India is holding the chair of BRICS in 2026. The chair could not have come India’s way at a worse time. In the forthcoming meetings of the BRICS—foreign ministers are slated to meet in mid-May, while the heads of state will meet in a September summit—New Delhi may be cornered to take a position on the raging conflict between Iran and the US-Israel combine, a clear-cut position on which New Delhi has managed to evade till now.
The BRICS is not a homogeneous platform guided by a common political position. But widely, it has been looked at as an anti-US platform as it has avowed multilateralism while eschewing unilateralism.
Brazil, Russia, India and China together founded the organisation in 2009, while South Africa joined in 2010. At present, its 11 members include the UAE, Saudi Arabia and Iran.
The US-backed UAE and Saudi Arabia are facing Iran in a military conflict that is threatening to put the global order into turmoil, along with an impending scenario of a global economic slowdown. Iran, on the other hand, has the tacit backing of Russia and China.
India’s dilemma is evident. Besides strong historical links, it is close to Iran because of its massive energy needs. And to Israel and the US because of close military ties and collaboration.
The pressure on India is obvious. On March 21, Iran’s President Masoud Pezeshkian told Prime Minister Narendra Modi in a telephonic call that Tehran expects BRICS to play an independent role in halting aggression against Iran.
Prof Kumar Sanjay Singh, a strategic affairs commentator who teaches history in a Delhi University college, told THE WEEK: “Till date India has carefully hedged its bets. It is yet to make its position clear on the US-Israeli attack on Iran. It has been dragging its feet on demands to issue a statement from BRICS on the West Asian crisis.”
“Yet, time is running out on this strategic ambivalence. With the meeting of the foreign ministers of BRICS members slightly over a month away and the meeting of BRICS scheduled in the first half of September, India will be faced with the task of handling the rival claims of Iran and the UAE. What complicates the matter even more is that important BRICS member countries—Russia, China and Brazil—have unequivocally criticised the US-Israeli attack on Iran.”

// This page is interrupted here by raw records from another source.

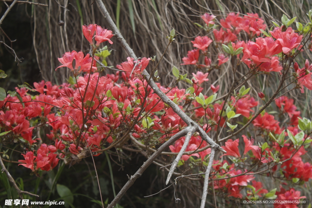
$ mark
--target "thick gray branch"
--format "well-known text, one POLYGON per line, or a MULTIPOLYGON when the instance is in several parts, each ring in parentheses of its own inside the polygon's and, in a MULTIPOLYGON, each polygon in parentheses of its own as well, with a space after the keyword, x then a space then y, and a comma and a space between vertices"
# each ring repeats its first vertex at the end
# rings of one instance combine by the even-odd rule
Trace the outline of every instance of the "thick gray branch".
MULTIPOLYGON (((212 165, 214 153, 216 151, 215 148, 211 148, 211 153, 210 153, 210 157, 209 159, 209 163, 205 173, 205 180, 204 181, 204 188, 202 191, 202 203, 200 205, 200 208, 205 208, 205 205, 206 203, 206 198, 208 191, 208 183, 209 182, 209 175, 210 173, 210 170, 212 165)), ((213 182, 212 181, 212 183, 213 182)))
MULTIPOLYGON (((106 8, 102 0, 96 0, 96 1, 97 3, 100 7, 101 12, 104 17, 106 18, 106 20, 108 22, 112 30, 115 33, 115 36, 117 38, 118 40, 122 46, 125 50, 128 55, 133 58, 134 59, 137 59, 137 57, 133 52, 133 50, 129 46, 129 45, 126 41, 125 40, 124 40, 124 38, 121 35, 120 32, 119 31, 116 25, 115 24, 115 23, 113 21, 111 17, 110 14, 106 9, 106 8)), ((226 152, 225 150, 222 148, 218 144, 216 143, 211 138, 208 136, 207 134, 206 133, 206 132, 201 127, 191 119, 189 117, 185 114, 183 111, 180 109, 178 105, 174 103, 157 86, 157 85, 155 83, 155 82, 154 81, 153 79, 150 79, 149 74, 146 70, 144 70, 143 71, 142 74, 145 76, 145 79, 147 80, 150 80, 149 83, 149 85, 152 88, 152 89, 153 89, 154 92, 156 93, 164 103, 171 107, 173 111, 180 116, 183 121, 188 124, 188 126, 181 132, 177 133, 164 144, 162 145, 157 150, 157 151, 155 152, 148 159, 143 165, 138 170, 134 175, 133 176, 131 176, 128 182, 124 185, 122 189, 120 190, 120 191, 118 193, 118 194, 116 196, 111 203, 109 205, 108 207, 112 208, 112 207, 117 204, 117 203, 119 201, 127 190, 132 185, 135 180, 141 176, 144 170, 147 168, 152 163, 153 161, 155 160, 155 158, 160 154, 161 152, 165 148, 168 147, 169 145, 172 144, 174 141, 180 138, 181 137, 185 135, 187 133, 189 132, 191 130, 192 130, 191 132, 193 132, 191 134, 193 134, 195 131, 198 131, 202 139, 207 142, 211 146, 212 152, 212 153, 213 152, 213 154, 212 154, 211 155, 209 164, 211 163, 210 161, 211 161, 212 165, 212 161, 213 161, 214 155, 214 151, 216 149, 219 149, 222 152, 225 153, 226 153, 226 152), (169 141, 170 141, 170 142, 168 143, 169 141), (212 150, 212 149, 214 150, 213 151, 212 150)), ((186 145, 187 146, 187 144, 186 145)), ((181 156, 180 156, 180 158, 181 158, 181 156, 183 154, 185 150, 185 149, 184 150, 183 149, 181 150, 181 151, 179 152, 178 155, 181 155, 181 156)), ((177 157, 177 158, 178 158, 178 157, 177 157)), ((176 159, 176 160, 177 159, 176 159)), ((179 159, 180 159, 178 158, 178 160, 179 160, 179 159)), ((174 170, 176 166, 176 164, 175 165, 174 164, 173 164, 170 168, 170 170, 171 171, 171 172, 173 172, 173 170, 174 170)), ((209 166, 208 166, 209 167, 209 166)), ((211 165, 210 167, 211 168, 211 165)), ((207 179, 209 177, 209 174, 210 172, 210 168, 209 168, 209 171, 208 171, 208 176, 207 177, 207 179)), ((170 177, 171 176, 168 175, 168 178, 170 179, 170 177)), ((168 181, 168 179, 167 179, 167 180, 168 181)), ((168 183, 168 182, 167 183, 168 183)), ((207 184, 206 188, 206 195, 205 195, 205 201, 206 200, 206 196, 207 196, 207 187, 208 185, 207 184)), ((205 192, 204 190, 204 192, 205 192)))
POLYGON ((1 166, 1 173, 3 173, 3 172, 5 173, 6 175, 7 175, 7 177, 8 179, 9 179, 9 181, 14 186, 14 188, 16 190, 16 191, 17 192, 17 193, 18 194, 18 195, 19 196, 20 198, 21 199, 23 199, 23 196, 22 195, 22 194, 27 194, 31 196, 37 196, 37 197, 39 197, 39 196, 36 194, 32 194, 31 193, 29 193, 28 191, 22 191, 19 189, 18 188, 18 186, 17 185, 16 185, 16 183, 15 183, 15 181, 14 180, 14 179, 13 178, 13 177, 11 176, 11 174, 10 174, 9 172, 7 171, 7 170, 5 167, 5 166, 4 165, 4 164, 3 163, 3 162, 2 161, 2 159, 0 157, 0 165, 1 166))
POLYGON ((185 151, 185 150, 186 149, 186 148, 187 147, 188 145, 188 143, 191 139, 191 137, 192 136, 193 134, 196 131, 196 129, 195 127, 191 127, 191 130, 188 132, 188 133, 186 135, 185 140, 184 141, 184 143, 183 144, 183 145, 182 146, 182 148, 181 148, 180 152, 179 152, 179 154, 177 156, 175 159, 174 160, 174 161, 172 163, 171 167, 170 167, 170 170, 169 170, 169 172, 168 173, 168 176, 167 177, 167 180, 166 181, 166 185, 168 185, 168 183, 169 182, 169 180, 170 180, 170 178, 171 177, 172 174, 173 173, 173 171, 174 171, 174 169, 175 169, 175 168, 177 167, 177 165, 178 165, 178 162, 179 162, 180 159, 181 159, 181 157, 182 157, 182 155, 183 154, 183 153, 185 151))
POLYGON ((161 152, 165 148, 168 148, 172 144, 177 140, 182 137, 185 136, 187 133, 190 131, 190 127, 188 127, 181 131, 177 133, 161 146, 157 149, 157 151, 154 152, 153 154, 152 155, 151 157, 149 157, 149 159, 143 164, 142 166, 140 167, 140 168, 134 174, 131 176, 129 180, 120 190, 119 193, 118 193, 115 198, 111 202, 110 204, 109 205, 107 208, 113 208, 114 207, 126 192, 127 190, 133 184, 135 180, 142 175, 142 173, 143 173, 143 172, 148 167, 153 163, 153 161, 156 159, 156 157, 160 154, 161 152))

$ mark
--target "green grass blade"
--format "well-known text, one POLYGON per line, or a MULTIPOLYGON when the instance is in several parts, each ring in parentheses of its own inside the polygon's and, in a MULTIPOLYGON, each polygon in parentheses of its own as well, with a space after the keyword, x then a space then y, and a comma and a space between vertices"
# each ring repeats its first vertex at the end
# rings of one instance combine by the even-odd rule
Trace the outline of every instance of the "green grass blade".
POLYGON ((129 7, 129 15, 130 16, 130 21, 132 27, 133 34, 135 36, 135 25, 134 25, 134 17, 133 14, 133 6, 131 0, 128 0, 128 6, 129 7))
POLYGON ((152 0, 152 3, 153 4, 153 6, 154 7, 154 9, 156 12, 156 15, 157 15, 157 19, 158 19, 158 22, 159 22, 159 24, 160 26, 160 29, 163 30, 163 24, 161 23, 161 21, 160 20, 160 17, 158 15, 158 12, 157 10, 157 7, 156 7, 156 3, 155 2, 155 0, 152 0))
POLYGON ((116 8, 116 26, 119 30, 119 18, 120 17, 120 0, 117 0, 117 7, 116 8))
MULTIPOLYGON (((76 0, 76 4, 77 5, 77 9, 78 9, 78 13, 80 16, 80 23, 81 25, 83 25, 83 16, 82 16, 82 12, 81 10, 81 7, 79 2, 79 0, 76 0)), ((82 28, 81 30, 82 30, 82 28)))

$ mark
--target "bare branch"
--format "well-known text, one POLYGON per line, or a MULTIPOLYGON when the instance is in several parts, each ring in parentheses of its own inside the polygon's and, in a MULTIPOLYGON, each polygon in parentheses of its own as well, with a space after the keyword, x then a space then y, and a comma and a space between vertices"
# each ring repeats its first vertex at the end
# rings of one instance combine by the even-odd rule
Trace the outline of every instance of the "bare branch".
POLYGON ((192 127, 191 130, 188 132, 186 135, 186 137, 185 138, 185 140, 184 141, 184 143, 183 144, 183 145, 182 146, 182 148, 181 148, 181 149, 179 152, 179 154, 178 154, 175 159, 174 160, 173 162, 172 163, 171 167, 170 167, 170 170, 169 171, 169 172, 168 173, 168 176, 167 177, 167 179, 166 180, 166 185, 168 185, 169 182, 169 180, 172 176, 172 174, 173 173, 173 171, 174 171, 174 169, 175 169, 175 168, 177 167, 177 165, 178 165, 178 163, 180 161, 180 160, 181 159, 181 157, 182 157, 183 153, 185 151, 185 150, 186 149, 186 148, 187 147, 188 145, 188 143, 191 139, 191 137, 192 137, 192 135, 193 135, 193 134, 196 131, 196 129, 194 127, 192 127))
POLYGON ((161 146, 157 149, 157 151, 154 152, 143 163, 142 166, 140 167, 140 168, 139 168, 139 170, 138 170, 134 174, 133 176, 131 176, 129 180, 126 183, 126 184, 124 185, 124 187, 121 189, 121 190, 120 190, 119 193, 116 196, 115 198, 111 202, 110 204, 109 205, 107 206, 107 208, 113 208, 113 207, 114 207, 126 192, 127 190, 132 185, 135 181, 135 180, 142 175, 143 172, 146 170, 148 167, 152 164, 153 161, 156 159, 156 157, 160 154, 160 153, 163 151, 164 149, 168 148, 179 138, 186 135, 187 133, 190 131, 190 128, 188 127, 184 128, 181 131, 175 134, 174 136, 169 139, 168 141, 165 142, 163 145, 161 146))
POLYGON ((209 159, 209 163, 206 170, 206 172, 205 173, 205 180, 204 181, 204 189, 202 191, 202 203, 200 205, 200 208, 205 208, 205 205, 206 203, 206 198, 207 197, 207 194, 208 191, 208 183, 209 182, 209 174, 210 173, 210 170, 212 165, 212 162, 213 162, 213 158, 214 157, 215 152, 216 148, 215 147, 212 147, 211 153, 210 153, 210 157, 209 159))
MULTIPOLYGON (((1 1, 4 2, 10 2, 12 1, 12 0, 1 0, 1 1)), ((27 4, 34 4, 35 5, 38 5, 38 6, 44 6, 44 7, 47 7, 48 5, 47 4, 41 4, 40 3, 36 3, 36 2, 29 2, 27 1, 17 1, 17 3, 24 3, 27 4)))
POLYGON ((15 183, 15 181, 14 180, 14 179, 13 178, 13 177, 11 176, 11 174, 10 174, 9 172, 7 171, 7 168, 5 167, 5 166, 4 165, 4 164, 3 163, 3 162, 2 161, 2 159, 0 157, 0 165, 1 165, 1 172, 2 173, 3 173, 3 172, 5 173, 6 175, 7 175, 7 177, 8 179, 9 179, 9 181, 14 186, 14 188, 15 188, 15 189, 17 191, 17 193, 18 194, 18 195, 19 196, 20 198, 21 199, 24 199, 24 198, 23 197, 23 196, 22 195, 22 194, 27 194, 29 195, 30 195, 31 196, 37 196, 37 197, 39 197, 39 196, 36 194, 32 194, 31 193, 29 193, 28 191, 22 191, 21 189, 19 189, 18 188, 18 186, 17 185, 16 185, 16 183, 15 183))

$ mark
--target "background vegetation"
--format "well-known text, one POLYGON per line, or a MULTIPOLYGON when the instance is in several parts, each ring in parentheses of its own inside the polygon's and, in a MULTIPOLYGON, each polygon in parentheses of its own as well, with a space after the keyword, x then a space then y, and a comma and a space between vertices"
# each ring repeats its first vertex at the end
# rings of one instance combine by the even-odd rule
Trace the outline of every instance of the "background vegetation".
MULTIPOLYGON (((103 2, 121 33, 138 56, 149 57, 156 55, 159 58, 167 46, 166 36, 172 28, 175 29, 178 35, 158 68, 160 82, 162 85, 168 86, 172 85, 174 80, 171 69, 173 65, 179 65, 182 58, 192 48, 191 41, 198 35, 207 35, 205 31, 194 24, 202 24, 200 16, 204 13, 207 12, 216 15, 217 22, 230 12, 243 14, 257 13, 270 28, 273 26, 270 21, 279 22, 283 14, 290 19, 297 17, 296 21, 306 22, 308 19, 305 14, 312 7, 312 3, 307 0, 106 0, 103 2)), ((1 15, 6 9, 7 2, 0 2, 1 15)), ((39 1, 34 0, 32 2, 39 1)), ((81 25, 95 23, 105 27, 107 25, 95 2, 49 0, 40 1, 40 3, 45 5, 17 3, 1 26, 0 41, 5 42, 13 49, 21 61, 15 61, 17 60, 12 51, 0 43, 0 69, 8 75, 8 78, 2 79, 0 86, 7 91, 13 89, 17 84, 26 82, 32 85, 34 81, 42 79, 58 84, 66 81, 70 72, 65 70, 55 71, 55 69, 59 65, 57 58, 61 57, 65 51, 73 50, 85 51, 90 49, 89 43, 83 38, 81 25)), ((115 65, 124 61, 127 56, 116 40, 115 41, 116 44, 112 46, 112 54, 107 60, 109 65, 115 65)), ((215 50, 213 47, 210 49, 215 50)), ((306 58, 310 62, 312 61, 309 50, 300 56, 298 62, 301 62, 301 65, 306 58)), ((217 58, 211 57, 215 61, 217 58)), ((227 65, 210 72, 209 85, 205 86, 203 92, 207 91, 210 84, 216 80, 220 86, 220 92, 228 90, 231 86, 232 74, 230 70, 227 70, 227 65)), ((192 66, 182 65, 179 69, 182 74, 187 73, 191 75, 197 71, 192 66)), ((108 70, 106 72, 112 72, 108 70)), ((264 89, 265 91, 270 90, 272 87, 276 88, 277 83, 273 81, 274 78, 269 79, 269 76, 266 80, 270 82, 263 83, 253 81, 252 83, 248 81, 248 84, 252 84, 255 92, 259 91, 260 89, 264 89)), ((263 78, 259 78, 258 80, 263 78)), ((295 101, 296 106, 304 115, 306 114, 311 118, 311 91, 303 94, 291 92, 288 97, 295 101)), ((0 144, 0 148, 2 145, 0 144)), ((9 151, 9 155, 13 151, 9 151)), ((116 192, 127 180, 126 174, 134 173, 145 160, 139 154, 113 151, 108 158, 103 154, 95 158, 102 194, 105 199, 108 198, 110 201, 114 196, 108 158, 111 163, 116 192)), ((311 159, 311 150, 307 153, 307 159, 311 159)), ((11 159, 17 161, 21 159, 18 157, 11 159)), ((51 172, 44 173, 41 178, 30 176, 24 169, 15 168, 16 164, 7 165, 16 181, 20 183, 22 182, 26 190, 36 190, 35 192, 40 193, 41 201, 59 199, 56 185, 58 184, 65 186, 71 190, 75 207, 90 207, 90 206, 92 207, 100 207, 96 203, 90 205, 90 200, 99 200, 91 159, 87 158, 80 163, 82 164, 70 167, 60 166, 51 172), (23 180, 16 179, 19 177, 23 180)), ((151 166, 128 191, 121 203, 125 207, 170 207, 173 204, 177 207, 191 207, 198 203, 197 201, 199 200, 200 196, 197 195, 202 187, 193 186, 187 188, 187 184, 178 188, 183 200, 180 205, 175 205, 172 201, 172 189, 166 190, 153 197, 143 198, 144 196, 156 192, 164 187, 165 173, 156 166, 151 166)), ((0 204, 2 204, 3 200, 8 199, 10 194, 16 194, 14 189, 8 189, 10 185, 5 177, 1 179, 0 204), (10 193, 8 190, 10 190, 10 193)), ((186 183, 187 181, 185 181, 186 183)), ((265 181, 262 182, 266 184, 265 181)), ((267 188, 270 189, 276 186, 278 183, 267 184, 267 188)), ((306 196, 310 201, 312 197, 309 190, 311 185, 310 182, 309 187, 301 190, 302 194, 306 196)))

Nor can India hedge it anymore because doing so would erode its credibility to be a leading voice of the Global South—an ambition that India has been nursing for long and is an adjunct to its policy of strategic autonomy.
By now, the Indian establishment has become fairly used to the vicissitudes of the rocking boat of strategic policy in a world full of turbulence, be it on balancing its proximate ties to the US and Russia, handling the conflict between Russia and Ukraine, or maintaining the trapeze act after the ambush terror attack by Hamas in Gaza on October 7, 2023.4
But, come May and September, Indian diplomacy may face a major challenge to its stated policy of prioritising national interest above everything else.